Now after having read the other thread, it seems I cannot say "It is 97% likely this person's true VPIP is within the 40% to 85% bins", but I can say "I am 97% confident this person's true VPIP is within the 40% to 85% bins"? Yeah, that distinction means nothing to me. Honeslty, the former statement sound more like what I want. If I wanted to say "It is X% likely this person's true VPIP is within the range Y to Z" is there some math I could do to make that claim with some sound statistical basis?

Anyways, looking at how fewer trials affects confidence:
Hands: 5
Paid for flop: 4
0.05 0.00000000 0.00000000
0.10 0.00084926 0.00000038
0.15 0.01273885 0.00002741
0.20 0.06284501 0.00040221
0.25 0.09978769 0.00146173
0.30 0.16390658 0.00464675
0.35 0.11295117 0.00550866
0.40 0.11974522 0.00919643
0.45 0.10445860 0.01177950
0.50 0.08917197 0.01393312
0.55 0.09256900 0.01905895
0.60 0.06581741 0.01705987
0.65 0.04840764 0.01512187
0.70 0.02717622 0.00978752
0.75 0.02216312 0.00876569
0.80 0.00806794 0.00330463
0.85 0.00581655 0.00227721
0.90 0.00254777 0.00083580
0.95 0.00084926 0.00017293
sum all 0.123341
.4 to .9 0.894148

So I'm less confident after 5 hands than after 10 hands, which is a good result, because that's what I was expecting to see.
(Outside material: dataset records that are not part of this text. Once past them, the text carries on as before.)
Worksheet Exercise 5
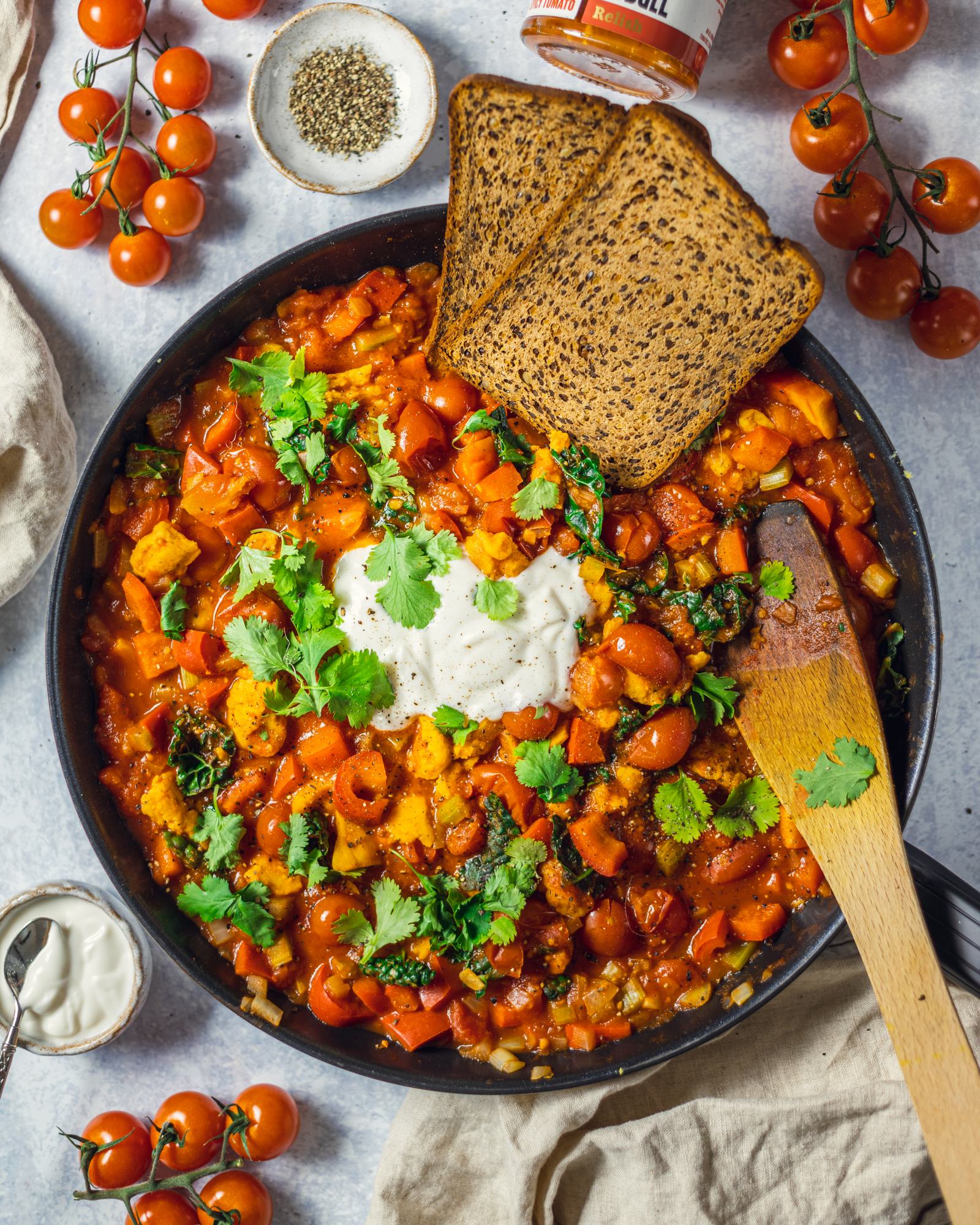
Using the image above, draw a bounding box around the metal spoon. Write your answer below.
[0,919,54,1094]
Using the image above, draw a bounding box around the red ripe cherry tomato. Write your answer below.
[153,47,211,110]
[767,12,848,93]
[197,1170,272,1225]
[89,145,153,209]
[153,1089,225,1170]
[396,399,450,475]
[109,225,170,288]
[583,898,635,957]
[143,174,205,238]
[789,93,867,174]
[82,1110,153,1191]
[846,246,922,320]
[310,893,364,948]
[205,0,266,21]
[600,624,681,688]
[854,0,929,55]
[230,1084,299,1161]
[157,115,218,179]
[58,86,119,145]
[38,187,102,251]
[813,170,892,251]
[626,706,697,769]
[909,285,980,359]
[78,0,146,51]
[913,157,980,234]
[132,1191,197,1225]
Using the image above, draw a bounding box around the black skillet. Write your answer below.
[47,206,980,1093]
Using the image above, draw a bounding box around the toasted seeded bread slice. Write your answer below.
[436,105,823,488]
[426,76,625,360]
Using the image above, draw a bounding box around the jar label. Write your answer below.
[528,0,726,75]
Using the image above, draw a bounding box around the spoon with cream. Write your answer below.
[0,919,55,1094]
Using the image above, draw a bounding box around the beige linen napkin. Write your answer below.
[0,0,75,604]
[368,941,980,1225]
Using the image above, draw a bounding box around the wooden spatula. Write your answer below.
[724,502,980,1225]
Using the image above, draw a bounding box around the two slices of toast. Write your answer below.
[428,77,823,488]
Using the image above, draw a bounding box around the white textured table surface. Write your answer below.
[0,0,980,1225]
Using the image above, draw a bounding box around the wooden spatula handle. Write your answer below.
[807,780,980,1225]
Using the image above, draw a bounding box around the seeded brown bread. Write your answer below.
[426,76,626,360]
[434,105,823,488]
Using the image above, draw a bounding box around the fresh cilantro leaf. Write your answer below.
[224,616,289,681]
[194,788,245,872]
[432,706,477,745]
[333,876,419,965]
[687,673,739,728]
[793,736,877,809]
[514,740,582,804]
[511,477,561,519]
[653,771,712,843]
[457,408,534,468]
[714,775,779,838]
[365,528,442,630]
[473,578,521,621]
[758,561,796,600]
[160,582,187,642]
[408,523,463,575]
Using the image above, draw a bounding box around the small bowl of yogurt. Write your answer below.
[0,881,153,1055]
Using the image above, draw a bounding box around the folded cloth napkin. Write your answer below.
[368,941,980,1225]
[0,0,75,604]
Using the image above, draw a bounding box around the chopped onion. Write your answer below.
[490,1046,524,1073]
[758,459,793,492]
[252,996,283,1025]
[731,982,755,1003]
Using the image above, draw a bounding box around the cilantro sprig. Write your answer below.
[793,736,877,809]
[176,876,276,948]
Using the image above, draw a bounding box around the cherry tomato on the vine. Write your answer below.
[143,174,205,238]
[132,1191,197,1225]
[157,115,218,178]
[78,0,146,51]
[205,0,266,21]
[197,1170,272,1225]
[82,1110,153,1191]
[38,187,102,251]
[58,86,120,145]
[789,93,867,174]
[88,145,154,209]
[151,1093,224,1170]
[767,12,848,92]
[909,285,980,360]
[153,47,211,110]
[913,157,980,234]
[854,0,929,55]
[813,170,892,251]
[230,1084,299,1161]
[846,246,922,320]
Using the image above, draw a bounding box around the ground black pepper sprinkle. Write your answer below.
[289,44,398,157]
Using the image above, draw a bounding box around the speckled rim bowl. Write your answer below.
[0,881,153,1055]
[249,4,439,196]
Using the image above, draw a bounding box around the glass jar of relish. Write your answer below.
[521,0,726,102]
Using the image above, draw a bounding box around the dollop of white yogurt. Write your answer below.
[0,894,136,1046]
[333,546,593,730]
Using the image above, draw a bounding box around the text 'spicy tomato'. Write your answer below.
[789,93,867,174]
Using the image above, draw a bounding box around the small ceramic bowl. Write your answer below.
[249,4,439,196]
[0,881,153,1055]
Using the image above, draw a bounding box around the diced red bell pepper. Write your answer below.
[381,1011,450,1051]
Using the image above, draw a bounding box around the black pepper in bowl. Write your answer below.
[289,44,398,157]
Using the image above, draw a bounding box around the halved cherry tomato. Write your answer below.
[333,748,388,826]
[626,706,697,769]
[599,622,681,688]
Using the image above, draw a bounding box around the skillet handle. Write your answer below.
[905,843,980,996]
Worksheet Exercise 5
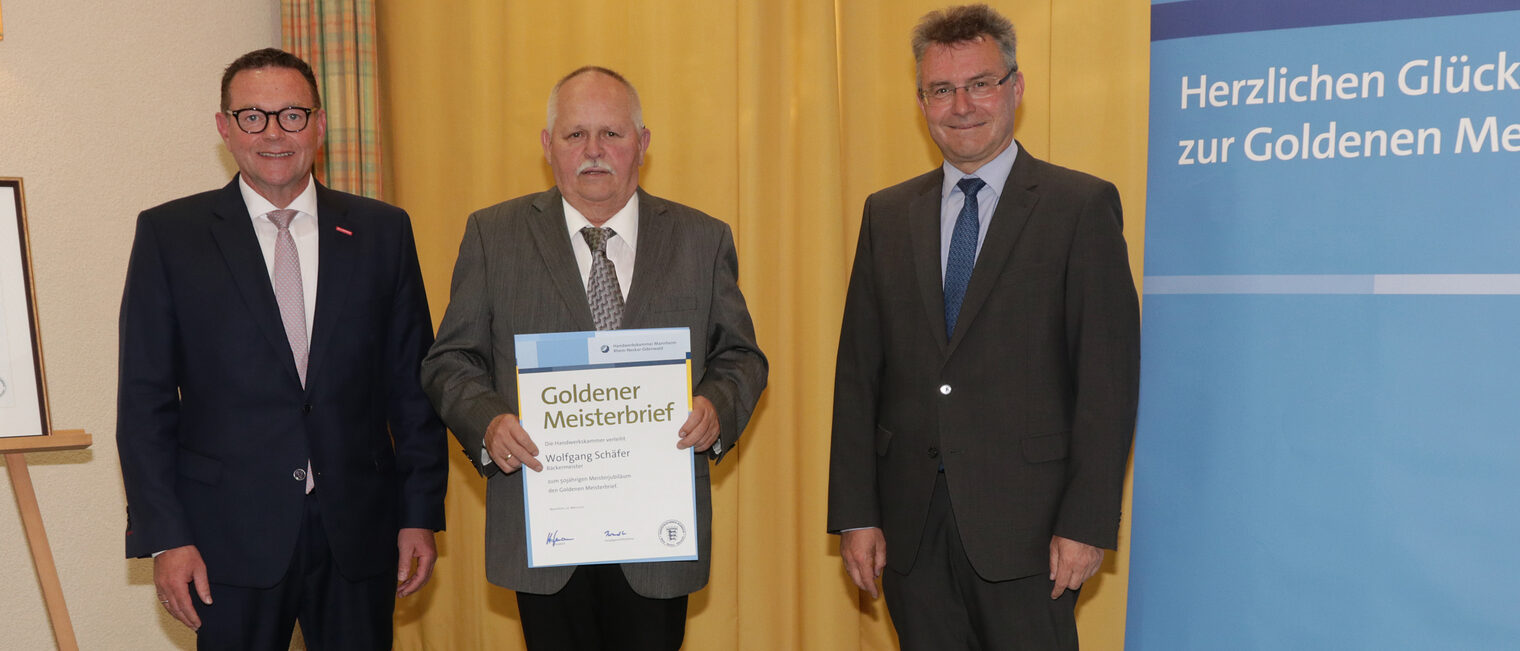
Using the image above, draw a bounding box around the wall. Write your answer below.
[0,0,280,649]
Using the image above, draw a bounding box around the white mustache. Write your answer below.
[575,158,617,175]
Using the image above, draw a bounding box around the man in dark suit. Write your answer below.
[117,49,448,649]
[828,5,1140,649]
[423,67,768,649]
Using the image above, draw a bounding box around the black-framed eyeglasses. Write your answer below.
[918,65,1018,103]
[226,106,315,134]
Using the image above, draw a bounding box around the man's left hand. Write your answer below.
[675,395,719,452]
[1050,535,1104,599]
[395,528,438,596]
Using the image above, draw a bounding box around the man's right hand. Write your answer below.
[485,414,544,473]
[839,526,886,599]
[154,545,211,631]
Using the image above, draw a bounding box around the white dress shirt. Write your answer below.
[237,175,318,341]
[571,192,638,301]
[939,143,1018,286]
[480,192,638,465]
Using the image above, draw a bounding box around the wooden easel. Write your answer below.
[0,429,90,651]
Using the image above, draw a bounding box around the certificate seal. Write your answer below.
[658,520,686,548]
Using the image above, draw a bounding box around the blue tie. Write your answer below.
[945,176,986,339]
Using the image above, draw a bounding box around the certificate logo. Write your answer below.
[658,520,686,548]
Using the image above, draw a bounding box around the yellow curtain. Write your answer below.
[280,0,382,198]
[378,0,1149,651]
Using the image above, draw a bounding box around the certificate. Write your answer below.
[515,327,696,567]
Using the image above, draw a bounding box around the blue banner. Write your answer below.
[1126,0,1520,651]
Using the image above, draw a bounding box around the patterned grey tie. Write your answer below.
[581,227,623,330]
[269,208,316,493]
[269,208,310,386]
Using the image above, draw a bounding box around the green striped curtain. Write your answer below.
[280,0,382,198]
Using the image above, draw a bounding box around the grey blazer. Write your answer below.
[828,146,1140,581]
[423,189,768,598]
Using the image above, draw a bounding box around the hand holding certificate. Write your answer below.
[515,329,699,567]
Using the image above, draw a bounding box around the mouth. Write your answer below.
[576,160,613,176]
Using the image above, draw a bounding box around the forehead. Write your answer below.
[555,71,634,126]
[918,37,1008,85]
[226,67,316,108]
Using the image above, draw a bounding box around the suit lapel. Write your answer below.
[947,146,1040,353]
[306,181,358,386]
[622,190,673,329]
[527,187,596,330]
[907,169,945,353]
[211,178,301,382]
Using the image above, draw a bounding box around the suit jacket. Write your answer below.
[117,179,448,587]
[828,148,1140,581]
[423,189,768,598]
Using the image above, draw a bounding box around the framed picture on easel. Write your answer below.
[0,178,49,438]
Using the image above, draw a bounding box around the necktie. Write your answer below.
[269,210,309,386]
[269,208,316,493]
[581,227,623,330]
[945,176,986,339]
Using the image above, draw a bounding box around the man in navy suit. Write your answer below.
[828,5,1140,649]
[117,49,448,649]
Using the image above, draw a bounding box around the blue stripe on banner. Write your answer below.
[517,359,686,374]
[1151,0,1520,41]
[1145,274,1520,295]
This leads me to believe that what I'm doing might be valid, and appears to lend some crecedence to my argument that "Even one orbit of stats can give you some indication on the likely tendencies of the player being viewed".

After 50 hands I am very, very confident this player is not a rock:

Hands: 50
Paid for flop: 40
0.05 0.00000000 0.00000000
0.10 0.00084926 0.00000000
0.15 0.01273885 0.00000000
0.20 0.06284501 0.00000000
0.25 0.09978769 0.00000000
0.30 0.16390658 0.00000000
0.35 0.11295117 0.00000000
0.40 0.11974522 0.00000000
0.45 0.10445860 0.00000004
0.50 0.08917197 0.00000081
0.55 0.09256900 0.00001333
0.60 0.06581741 0.00009477
0.65 0.04840764 0.00045060
0.70 0.02717622 0.00104952
0.75 0.02216312 0.00218348
0.80 0.00806794 0.00112805
0.85 0.00581655 0.00051761
0.90 0.00254777 0.00003868
0.95 0.00084926 0.00000011
sum all 0.005477
.4 to .9 0.992917

ddubois

07-13-2005, 05:15 PM

[ QUOTE ]
.4 to .9 0.992917

[/ QUOTE ]
The last line is wrong, I changed the range in the calculation, but not the label, so it should say ".4 to .9 0.999980" or could say ".45 to .85 0.992917" (or could say ".65 to .85 0.973026", etc. etc.)